LinuxQuestions.org

LinuxQuestions.org (/questions/)
-   Slackware (https://www.linuxquestions.org/questions/slackware-14/)
-   -   Monitoring uptime (https://www.linuxquestions.org/questions/slackware-14/monitoring-uptime-4175661220/)

upnort 09-20-2019 02:29 PM

Monitoring uptime
 
Any uptimed users here?

Monitoring uptime used to be a badge of honor and a fun way to measure reliability and availability. These days with frequent reboots for security patching, that is now somewhat out of style.

Ok, go to the next level. How many nines of uptime? Most folks won't know without some kind of help.

uptimed seems suited for monitoring how many nines of availability.

Just looking for conversation.

Thanks again. :)

frankbell 09-20-2019 05:47 PM

I use GKrellM and it has a built-in uptime display.

Per the man page, I believe that it monitors /proc/uptime. I think the uptime command also monitors /cat/proc.

upnort 09-20-2019 08:32 PM

My bad for not explaining better. I don't want to monitor or display uptime.

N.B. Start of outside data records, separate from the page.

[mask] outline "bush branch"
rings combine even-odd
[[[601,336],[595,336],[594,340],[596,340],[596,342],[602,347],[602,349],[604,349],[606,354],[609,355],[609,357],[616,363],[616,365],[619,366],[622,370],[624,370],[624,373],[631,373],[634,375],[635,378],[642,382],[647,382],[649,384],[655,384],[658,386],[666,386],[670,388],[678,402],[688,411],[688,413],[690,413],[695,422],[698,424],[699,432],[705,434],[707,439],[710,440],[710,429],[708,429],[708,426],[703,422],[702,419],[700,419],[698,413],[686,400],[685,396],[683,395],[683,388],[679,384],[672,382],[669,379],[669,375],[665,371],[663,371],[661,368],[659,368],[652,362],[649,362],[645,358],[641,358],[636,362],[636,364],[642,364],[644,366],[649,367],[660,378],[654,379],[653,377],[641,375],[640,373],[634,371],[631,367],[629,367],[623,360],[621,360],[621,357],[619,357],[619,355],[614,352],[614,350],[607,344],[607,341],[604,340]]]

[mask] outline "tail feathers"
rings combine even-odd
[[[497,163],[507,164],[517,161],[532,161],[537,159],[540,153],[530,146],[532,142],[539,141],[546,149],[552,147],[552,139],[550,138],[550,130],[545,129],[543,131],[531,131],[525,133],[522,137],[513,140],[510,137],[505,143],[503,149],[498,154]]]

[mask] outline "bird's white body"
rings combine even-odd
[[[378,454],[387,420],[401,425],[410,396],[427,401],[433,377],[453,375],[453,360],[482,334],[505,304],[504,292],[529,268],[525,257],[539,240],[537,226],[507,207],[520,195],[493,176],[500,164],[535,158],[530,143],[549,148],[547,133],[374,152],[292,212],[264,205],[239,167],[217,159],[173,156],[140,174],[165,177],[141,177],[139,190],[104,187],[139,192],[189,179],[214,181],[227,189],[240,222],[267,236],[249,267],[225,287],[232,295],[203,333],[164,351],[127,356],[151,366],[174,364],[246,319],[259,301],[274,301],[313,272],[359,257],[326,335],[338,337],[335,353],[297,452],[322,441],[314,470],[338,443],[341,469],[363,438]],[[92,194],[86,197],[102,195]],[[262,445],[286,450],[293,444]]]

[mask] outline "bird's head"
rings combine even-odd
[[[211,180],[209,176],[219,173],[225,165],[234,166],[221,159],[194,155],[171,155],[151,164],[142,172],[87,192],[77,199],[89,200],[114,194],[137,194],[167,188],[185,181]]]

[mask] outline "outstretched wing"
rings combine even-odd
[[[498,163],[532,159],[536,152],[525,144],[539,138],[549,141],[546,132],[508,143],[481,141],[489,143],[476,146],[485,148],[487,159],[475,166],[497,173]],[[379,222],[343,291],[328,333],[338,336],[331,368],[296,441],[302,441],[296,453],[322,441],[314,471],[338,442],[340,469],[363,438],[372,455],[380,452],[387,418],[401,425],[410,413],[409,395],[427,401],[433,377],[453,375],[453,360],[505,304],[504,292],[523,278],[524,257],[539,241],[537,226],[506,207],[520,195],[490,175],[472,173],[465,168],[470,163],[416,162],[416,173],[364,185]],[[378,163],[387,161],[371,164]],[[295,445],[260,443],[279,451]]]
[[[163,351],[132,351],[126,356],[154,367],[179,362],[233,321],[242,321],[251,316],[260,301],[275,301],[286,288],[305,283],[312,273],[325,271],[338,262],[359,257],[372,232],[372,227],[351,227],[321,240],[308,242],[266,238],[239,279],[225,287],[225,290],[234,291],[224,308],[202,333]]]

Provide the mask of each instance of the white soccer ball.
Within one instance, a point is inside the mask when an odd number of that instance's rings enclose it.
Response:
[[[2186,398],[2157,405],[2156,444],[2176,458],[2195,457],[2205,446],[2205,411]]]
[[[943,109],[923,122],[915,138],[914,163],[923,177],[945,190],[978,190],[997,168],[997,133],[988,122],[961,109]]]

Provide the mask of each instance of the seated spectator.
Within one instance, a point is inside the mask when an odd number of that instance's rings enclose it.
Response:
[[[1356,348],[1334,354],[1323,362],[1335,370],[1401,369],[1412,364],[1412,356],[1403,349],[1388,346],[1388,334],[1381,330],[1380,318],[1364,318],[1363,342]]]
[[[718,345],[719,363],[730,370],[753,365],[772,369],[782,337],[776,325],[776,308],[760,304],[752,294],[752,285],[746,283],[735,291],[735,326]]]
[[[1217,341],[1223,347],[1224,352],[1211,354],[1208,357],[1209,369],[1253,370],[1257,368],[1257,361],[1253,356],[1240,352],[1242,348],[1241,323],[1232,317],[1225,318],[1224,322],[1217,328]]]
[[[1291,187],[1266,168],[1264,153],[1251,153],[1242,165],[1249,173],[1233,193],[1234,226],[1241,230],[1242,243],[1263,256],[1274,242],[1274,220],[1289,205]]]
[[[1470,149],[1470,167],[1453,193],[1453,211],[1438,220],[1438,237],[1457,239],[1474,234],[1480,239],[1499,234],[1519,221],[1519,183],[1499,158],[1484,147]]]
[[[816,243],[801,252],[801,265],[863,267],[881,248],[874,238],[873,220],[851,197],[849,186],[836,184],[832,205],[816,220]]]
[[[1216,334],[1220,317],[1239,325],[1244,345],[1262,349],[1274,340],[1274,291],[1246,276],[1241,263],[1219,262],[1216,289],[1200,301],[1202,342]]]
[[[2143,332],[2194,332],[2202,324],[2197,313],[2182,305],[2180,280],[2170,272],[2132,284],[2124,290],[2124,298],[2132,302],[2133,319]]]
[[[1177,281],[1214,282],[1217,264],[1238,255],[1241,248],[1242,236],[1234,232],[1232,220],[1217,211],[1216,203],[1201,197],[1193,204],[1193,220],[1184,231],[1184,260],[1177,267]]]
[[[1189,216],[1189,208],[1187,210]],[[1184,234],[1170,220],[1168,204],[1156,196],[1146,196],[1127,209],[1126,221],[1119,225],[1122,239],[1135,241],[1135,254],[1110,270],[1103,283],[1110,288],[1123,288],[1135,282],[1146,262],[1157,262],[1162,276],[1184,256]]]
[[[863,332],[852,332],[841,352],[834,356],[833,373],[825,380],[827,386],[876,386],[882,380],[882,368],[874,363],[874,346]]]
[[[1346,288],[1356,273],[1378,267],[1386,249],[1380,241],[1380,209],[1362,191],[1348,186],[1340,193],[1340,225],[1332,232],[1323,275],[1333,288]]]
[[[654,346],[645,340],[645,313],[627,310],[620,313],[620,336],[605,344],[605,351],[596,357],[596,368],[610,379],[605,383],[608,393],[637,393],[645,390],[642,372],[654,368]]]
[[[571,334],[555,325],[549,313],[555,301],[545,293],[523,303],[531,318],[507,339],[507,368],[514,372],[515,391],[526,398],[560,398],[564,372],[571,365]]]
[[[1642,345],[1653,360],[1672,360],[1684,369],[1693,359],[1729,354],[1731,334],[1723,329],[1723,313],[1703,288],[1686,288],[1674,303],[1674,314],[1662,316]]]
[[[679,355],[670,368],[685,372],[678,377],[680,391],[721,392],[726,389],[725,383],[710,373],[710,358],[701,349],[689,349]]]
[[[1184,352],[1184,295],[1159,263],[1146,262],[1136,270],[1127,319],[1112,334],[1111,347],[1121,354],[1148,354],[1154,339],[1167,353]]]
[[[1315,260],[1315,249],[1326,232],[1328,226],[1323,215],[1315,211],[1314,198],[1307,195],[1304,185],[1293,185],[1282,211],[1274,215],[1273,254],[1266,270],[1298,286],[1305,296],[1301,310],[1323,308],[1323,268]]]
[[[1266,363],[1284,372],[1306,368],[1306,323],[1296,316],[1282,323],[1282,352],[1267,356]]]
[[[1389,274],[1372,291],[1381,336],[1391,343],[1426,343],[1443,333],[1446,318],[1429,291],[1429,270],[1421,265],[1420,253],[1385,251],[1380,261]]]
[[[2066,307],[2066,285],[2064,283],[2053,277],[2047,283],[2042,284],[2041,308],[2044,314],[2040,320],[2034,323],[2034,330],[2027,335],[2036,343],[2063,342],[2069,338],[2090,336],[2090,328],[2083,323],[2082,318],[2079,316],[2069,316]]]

I am thinking about uptime history because a reboot restarts the uptime counter.

A cron job run every minute to store data and a script to do the math could suffice.

If on average a server is rebooted once every two weeks, and the reboot takes about 4 minutes, that is about 99.98% uptime. Might be nice to display that history.

0XBF 09-20-2019 08:53 PM

What if you put something like "uptime >> /some_directory/uptime.log" in rc.local_shutdown? Then as long as you shutdown/reboot cleanly you will have a log of all your uptimes. You could also timestamp it and then make a script to parse the log and do the math to average it all out for your percentage stats.

Just a thought

glorsplitz 09-20-2019 09:02 PM

my slackware stable uptime is always the length of time between kernel updates

no need to monitor anything, it's all in the changelog

frankbell 09-20-2019 09:17 PM

Perhaps you could write a script to log the uptime to a file at shutdown.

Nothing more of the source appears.